Commanders and leaders
- King Moshoeshoe II (1974-1990) Leabua Jonathan (1979-1986) Justin Lekhanya: Potlako Leballo Ntsu Mokhehle

= Lesotho Liberation Army =

Anti-apartheid guerrilla army in Lesotho

The Lesotho Liberation Army (LLA) was a guerrilla movement in Lesotho, formed in the mid-1970s and connected to the anti-Apartheid Azanian People's Liberation Army (APLA). It was the armed wing of the Basutoland Congress Party (BCP), a pan-Africanist and left-wing political party founded in 1952, which opposed the regime of Prime Minister Leabua Jonathan.

==History==

The BCP won the first free elections in 1970, but the ruling Basutoland National Party declared a state of emergency, annulling the election, dissolving parliament and suspending the constitution. The BCP launched a failed uprising in the government in 1974, which caused Ntsu Mokhehle to go into exile, from which he led the "external" faction of the BCP and the new armed wing, the Lesotho Liberation Army. The new guerrilla movement was closely connected to the Pan-Africanist Congress (PAC), a South African militant opposition group. Potlako Leballo, a co-founder of the BCP back in 1952, was a prominent leader to the PAC and its armed wing, and largely responsible for its turn towards Maoism.

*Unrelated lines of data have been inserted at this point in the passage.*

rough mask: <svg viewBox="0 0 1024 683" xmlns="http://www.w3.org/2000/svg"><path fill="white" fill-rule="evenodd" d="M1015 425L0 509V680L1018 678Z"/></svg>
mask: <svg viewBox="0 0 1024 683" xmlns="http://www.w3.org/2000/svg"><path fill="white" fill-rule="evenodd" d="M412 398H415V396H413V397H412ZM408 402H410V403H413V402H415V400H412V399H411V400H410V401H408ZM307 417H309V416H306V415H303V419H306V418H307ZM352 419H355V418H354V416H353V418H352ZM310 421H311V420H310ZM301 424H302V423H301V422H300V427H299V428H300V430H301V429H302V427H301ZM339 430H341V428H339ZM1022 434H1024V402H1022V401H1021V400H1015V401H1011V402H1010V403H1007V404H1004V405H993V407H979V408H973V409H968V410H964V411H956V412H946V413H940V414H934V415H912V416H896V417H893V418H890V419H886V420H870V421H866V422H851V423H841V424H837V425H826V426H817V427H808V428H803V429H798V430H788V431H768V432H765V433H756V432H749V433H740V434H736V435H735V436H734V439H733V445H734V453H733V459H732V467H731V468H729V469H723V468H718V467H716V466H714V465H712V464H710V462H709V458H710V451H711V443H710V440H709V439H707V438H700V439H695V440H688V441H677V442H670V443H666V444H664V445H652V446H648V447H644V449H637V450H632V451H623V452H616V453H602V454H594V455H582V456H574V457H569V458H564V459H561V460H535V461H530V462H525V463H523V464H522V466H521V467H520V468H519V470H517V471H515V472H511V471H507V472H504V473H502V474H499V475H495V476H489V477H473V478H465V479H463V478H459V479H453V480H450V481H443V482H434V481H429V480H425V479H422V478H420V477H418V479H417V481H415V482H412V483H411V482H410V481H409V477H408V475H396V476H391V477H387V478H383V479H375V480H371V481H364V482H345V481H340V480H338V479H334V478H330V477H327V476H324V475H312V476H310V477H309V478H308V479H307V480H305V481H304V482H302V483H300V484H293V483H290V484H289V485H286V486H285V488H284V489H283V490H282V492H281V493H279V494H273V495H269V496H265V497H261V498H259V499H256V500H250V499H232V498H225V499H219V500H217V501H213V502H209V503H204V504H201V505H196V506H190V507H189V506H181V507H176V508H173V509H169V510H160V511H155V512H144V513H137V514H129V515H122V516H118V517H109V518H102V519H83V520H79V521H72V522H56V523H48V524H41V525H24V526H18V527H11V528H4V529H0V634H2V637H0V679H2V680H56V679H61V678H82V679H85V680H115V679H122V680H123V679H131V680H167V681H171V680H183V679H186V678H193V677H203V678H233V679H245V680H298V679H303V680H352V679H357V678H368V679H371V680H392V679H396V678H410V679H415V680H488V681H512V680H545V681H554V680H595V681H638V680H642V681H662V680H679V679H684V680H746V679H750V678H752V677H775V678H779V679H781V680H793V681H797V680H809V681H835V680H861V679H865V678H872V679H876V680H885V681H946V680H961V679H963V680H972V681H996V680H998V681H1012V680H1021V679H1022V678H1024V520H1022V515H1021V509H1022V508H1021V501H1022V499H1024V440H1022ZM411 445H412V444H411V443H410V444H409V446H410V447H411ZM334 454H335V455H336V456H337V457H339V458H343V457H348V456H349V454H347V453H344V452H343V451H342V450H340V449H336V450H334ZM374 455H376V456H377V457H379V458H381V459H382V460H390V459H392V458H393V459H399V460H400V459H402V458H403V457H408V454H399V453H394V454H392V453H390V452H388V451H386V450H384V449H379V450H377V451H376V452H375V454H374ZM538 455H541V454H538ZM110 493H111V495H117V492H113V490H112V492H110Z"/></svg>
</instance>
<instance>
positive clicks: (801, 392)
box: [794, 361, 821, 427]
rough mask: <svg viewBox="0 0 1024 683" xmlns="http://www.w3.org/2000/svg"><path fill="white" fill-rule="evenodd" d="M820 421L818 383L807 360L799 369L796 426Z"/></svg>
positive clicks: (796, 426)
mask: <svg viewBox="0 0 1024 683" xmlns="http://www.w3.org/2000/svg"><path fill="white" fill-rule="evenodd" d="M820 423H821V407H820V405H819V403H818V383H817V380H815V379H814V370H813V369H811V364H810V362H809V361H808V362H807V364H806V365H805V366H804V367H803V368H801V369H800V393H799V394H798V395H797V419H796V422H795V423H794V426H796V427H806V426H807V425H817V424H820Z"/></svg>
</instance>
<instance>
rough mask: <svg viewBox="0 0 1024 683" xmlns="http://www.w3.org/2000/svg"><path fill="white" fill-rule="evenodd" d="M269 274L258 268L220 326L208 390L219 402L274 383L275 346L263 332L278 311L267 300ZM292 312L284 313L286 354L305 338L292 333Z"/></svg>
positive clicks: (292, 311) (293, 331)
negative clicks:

In 1976, the Azanian People's Liberation Army received 178 Basotho migrant miners as recruits, who would form the basis of the Lesotho Liberation Army (LLA). They were trained in Libya, where the government of Muammar Gaddafi provided training to the APLA. These recruits were put under the leadership of Matooane Mapefane, who was a senior instructor of the APLA in Libya. The movement was deeply fractured from the start, with factional infighting among the recruits and a lack of discipline.

The first LLA attacks began in May 1979, with a bombing targeting the country's main post office. In 1979 Mokhehle claimed to, in addition to the Libyan-trained troops, possess 500–1000 guerrillas based in the deep mountains of Lesotho. Fighting with the government was intense in 1979–1980, and terrorist attacks by the LLA were frequent over the next few years, with incidents such as the laying of land mines, bombings, mortar attacks, and drive-by shootings. Targets included the Leribe Airport, the Hilton Hotel, policemen, politicians, petroleum and electricity infrastructure, a United States cultural center, and the West German ambassador's car.

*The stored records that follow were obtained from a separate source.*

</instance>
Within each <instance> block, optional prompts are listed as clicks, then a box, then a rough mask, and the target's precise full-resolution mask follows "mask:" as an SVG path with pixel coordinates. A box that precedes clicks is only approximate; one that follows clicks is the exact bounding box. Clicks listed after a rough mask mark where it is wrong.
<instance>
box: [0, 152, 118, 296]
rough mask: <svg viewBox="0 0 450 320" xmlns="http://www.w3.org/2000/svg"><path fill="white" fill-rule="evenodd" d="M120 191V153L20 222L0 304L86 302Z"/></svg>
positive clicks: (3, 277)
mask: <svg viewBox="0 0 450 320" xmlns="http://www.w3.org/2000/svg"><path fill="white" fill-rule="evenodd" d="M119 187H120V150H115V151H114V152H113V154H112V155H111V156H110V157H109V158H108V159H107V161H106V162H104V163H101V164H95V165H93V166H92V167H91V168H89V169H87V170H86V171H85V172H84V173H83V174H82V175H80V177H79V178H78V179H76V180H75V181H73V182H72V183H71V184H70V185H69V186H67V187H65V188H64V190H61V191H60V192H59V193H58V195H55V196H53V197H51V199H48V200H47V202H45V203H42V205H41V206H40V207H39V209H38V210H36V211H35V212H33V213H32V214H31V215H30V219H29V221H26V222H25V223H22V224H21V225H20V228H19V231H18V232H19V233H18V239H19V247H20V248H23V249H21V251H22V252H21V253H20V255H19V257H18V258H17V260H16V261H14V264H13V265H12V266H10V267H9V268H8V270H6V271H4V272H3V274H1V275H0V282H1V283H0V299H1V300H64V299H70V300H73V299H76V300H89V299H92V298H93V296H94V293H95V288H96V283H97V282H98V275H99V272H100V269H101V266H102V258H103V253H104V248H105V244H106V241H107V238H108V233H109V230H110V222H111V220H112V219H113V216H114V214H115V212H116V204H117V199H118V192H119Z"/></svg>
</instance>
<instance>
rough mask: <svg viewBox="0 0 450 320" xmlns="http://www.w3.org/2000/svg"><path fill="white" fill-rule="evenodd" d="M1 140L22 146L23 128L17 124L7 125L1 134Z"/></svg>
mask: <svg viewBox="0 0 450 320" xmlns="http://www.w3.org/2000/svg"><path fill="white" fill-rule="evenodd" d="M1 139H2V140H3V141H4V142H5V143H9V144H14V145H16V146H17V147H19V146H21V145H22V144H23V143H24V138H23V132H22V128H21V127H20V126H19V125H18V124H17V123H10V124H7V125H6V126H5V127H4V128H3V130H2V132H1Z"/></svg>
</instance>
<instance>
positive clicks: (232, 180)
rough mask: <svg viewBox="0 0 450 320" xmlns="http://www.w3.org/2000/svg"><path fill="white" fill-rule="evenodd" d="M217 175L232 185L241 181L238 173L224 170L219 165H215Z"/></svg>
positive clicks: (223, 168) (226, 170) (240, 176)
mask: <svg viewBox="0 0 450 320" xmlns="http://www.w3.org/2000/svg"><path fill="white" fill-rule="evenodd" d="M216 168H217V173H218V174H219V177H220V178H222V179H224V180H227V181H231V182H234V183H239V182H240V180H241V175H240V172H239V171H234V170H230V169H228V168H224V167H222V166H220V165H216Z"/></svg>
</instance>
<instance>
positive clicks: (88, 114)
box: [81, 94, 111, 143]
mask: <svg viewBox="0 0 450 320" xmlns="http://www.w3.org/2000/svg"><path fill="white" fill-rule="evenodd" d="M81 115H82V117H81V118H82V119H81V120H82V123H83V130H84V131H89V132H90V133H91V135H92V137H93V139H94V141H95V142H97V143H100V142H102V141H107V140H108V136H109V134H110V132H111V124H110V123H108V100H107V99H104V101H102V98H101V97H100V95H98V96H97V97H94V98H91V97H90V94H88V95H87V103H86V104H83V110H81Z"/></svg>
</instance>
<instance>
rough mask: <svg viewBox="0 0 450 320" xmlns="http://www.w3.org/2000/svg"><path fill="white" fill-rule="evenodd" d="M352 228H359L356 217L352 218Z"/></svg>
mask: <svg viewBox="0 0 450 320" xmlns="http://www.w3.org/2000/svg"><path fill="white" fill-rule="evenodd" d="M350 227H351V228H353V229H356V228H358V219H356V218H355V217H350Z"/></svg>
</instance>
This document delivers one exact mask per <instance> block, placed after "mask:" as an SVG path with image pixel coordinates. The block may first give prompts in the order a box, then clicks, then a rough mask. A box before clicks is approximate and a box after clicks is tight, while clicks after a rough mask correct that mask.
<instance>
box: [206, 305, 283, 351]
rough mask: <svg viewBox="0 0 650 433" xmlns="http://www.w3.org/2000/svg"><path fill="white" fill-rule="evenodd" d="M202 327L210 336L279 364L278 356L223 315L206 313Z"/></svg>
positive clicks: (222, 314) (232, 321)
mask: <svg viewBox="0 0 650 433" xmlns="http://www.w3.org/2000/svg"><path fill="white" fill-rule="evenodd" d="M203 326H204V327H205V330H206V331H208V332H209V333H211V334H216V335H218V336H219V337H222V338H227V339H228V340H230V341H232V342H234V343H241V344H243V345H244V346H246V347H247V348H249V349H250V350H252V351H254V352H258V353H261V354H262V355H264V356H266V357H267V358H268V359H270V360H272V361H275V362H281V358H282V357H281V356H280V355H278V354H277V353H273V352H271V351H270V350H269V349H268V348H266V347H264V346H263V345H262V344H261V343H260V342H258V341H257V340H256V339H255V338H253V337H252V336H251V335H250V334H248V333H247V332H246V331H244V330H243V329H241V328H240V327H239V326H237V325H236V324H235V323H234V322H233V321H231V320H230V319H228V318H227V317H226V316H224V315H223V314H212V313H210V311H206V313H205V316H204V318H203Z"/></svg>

Prime Minister Jonathan, previously a close ally of the Apartheid government in South Africa, gradually started straying from its fold, eventually going as far as aiding the African National Congress. In response, P. W. Botha is said to have funded the LLA, despite the massive ideological differences, and allowed the guerrillas to pass through South African territory. Despite this association, the connection to the Pan-Africanist Congress wasn't cut. A brother of the leading ANC member Thabo Mbeki, Jama (who was involved with the PAC), was killed in Lesotho in 1982 while attempting to assist the LLA. After increased conflict between Lesotho and South Africa, Jonathan was overthrown in a military coup led by Justin Lekhanya, who is alleged to have accidentally funded the LLA after being subjected to a scam.

Ntsu Mokhehle was allowed to return to Lesotho in the early 1990s for peace talks, and the Lesotho Liberation Army was disbanded after the reunification of the Basutoland Congress Party's different factions. The party subsequently won the 1993 general elections, and Mokhehle became prime minister.